A garden tour is certainly a chance to enjoy beautiful flowers, creative plantings, shady corners, and favorite outdoor spaces. But it is also much more than that. For many years, garden tours have brought people together, supported worthwhile causes, and created opportunities for gardeners to learn from one another. They have long offered people the chance to step into spaces they might never otherwise see and to come away with ideas they can carry home to their own yards, porches, patios, and flower beds.
That long tradition is part of what makes garden tours so meaningful. In fact, one of the best-known historic examples began in 1927 in the United Kingdom, when private gardens were opened to the public as part of a charitable effort. Since then, garden tours in many places have continued to offer something more than a pleasant stroll. They create a way for people to gather, learn, and enjoy beauty together.
That is especially true close to home.
Visitors on a garden tour do not simply admire what is in bloom. They notice what grows well in our region. They see how gardeners use color, texture, sunlight, shade, trees, paths, and quiet little details to create spaces that feel both beautiful and personal. They leave inspired, certainly, but they also leave with practical ideas and a deeper appreciation for the care, patience, and creativity that gardening requires.
Garden tours also remind us that gardening is a kind of lifelong learning. Even experienced gardeners are always picking up something new, a better plant pairing, a smarter use of space, a fresh way to support pollinators, or a detail that gives a garden its own sense of welcome. One of the real pleasures of a tour is that it allows people to learn in a natural way, simply by walking, looking, asking questions, and taking it all in.
There is also the simple human side of it.
Beauty does not have to be grand to be meaningful.
A garden tour gives us a reason to slow down. It invites conversation. It brings neighbors together. It helps us appreciate the imagination and effort that go into making a garden thrive. In a busy world, that is no small gift. Sometimes beauty is found in a tucked-away bench, a thriving hydrangea, a pollinator bed buzzing with life, or a shady retreat that makes you want to sit a while.
That is one reason the Logan County Garden Club's 31st Annual Garden Tour on June 13 matters.
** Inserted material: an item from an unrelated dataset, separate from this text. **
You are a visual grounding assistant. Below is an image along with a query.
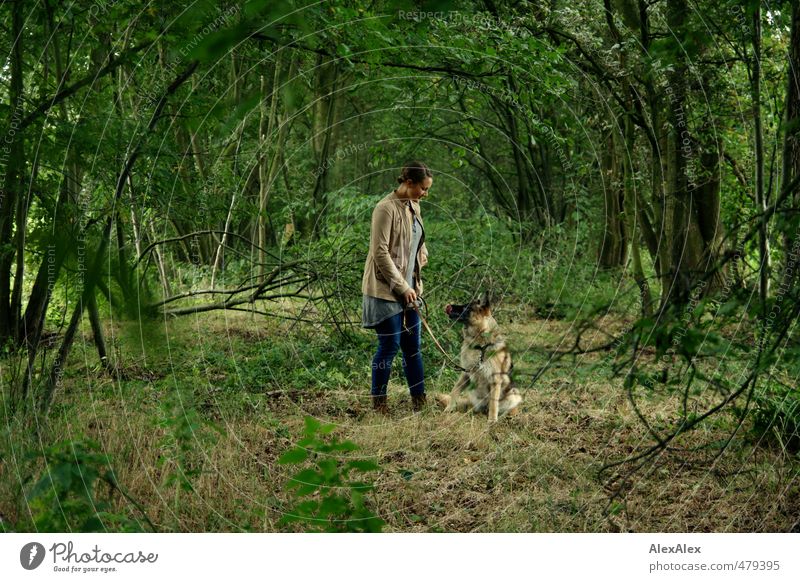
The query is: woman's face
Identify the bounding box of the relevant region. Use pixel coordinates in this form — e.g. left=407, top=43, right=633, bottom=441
left=406, top=177, right=432, bottom=201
Now in its 31st year, the tour has become a meaningful tradition in Logan County, offering both inspiration and a chance to celebrate the beauty, creativity, and care growing right here in our own community. This year's tour will feature five inviting stops, each with its own charm, from established gardens and shady retreats to pollinator spaces and unique local touches, with a tea stop offering food and drink for guests to enjoy along the way.
Sponsored by the Logan County Garden Club, the tour is a celebration of gardening, learning, and community. It is a chance not only to enjoy lovely spaces, but also to see how gardens can teach, welcome, and inspire.
If you have never attended a garden tour, let this be the year.
Come for the flowers. Come for the ideas. Come to enjoy a June day and see what is possible when care, creativity, and patience take root. You do not have to be an expert gardener to enjoy it. In fact, some of the people who leave most inspired are the ones who arrive simply hoping for a pleasant afternoon.
The Logan County Garden Club invites the community to its 31st Annual Garden Tour on Saturday, June 13, from 11:00 a.m. to 3:30 p.m. Come spend the day enjoying beautiful gardens, gathering fresh ideas, and experiencing one of Logan County's loveliest traditions.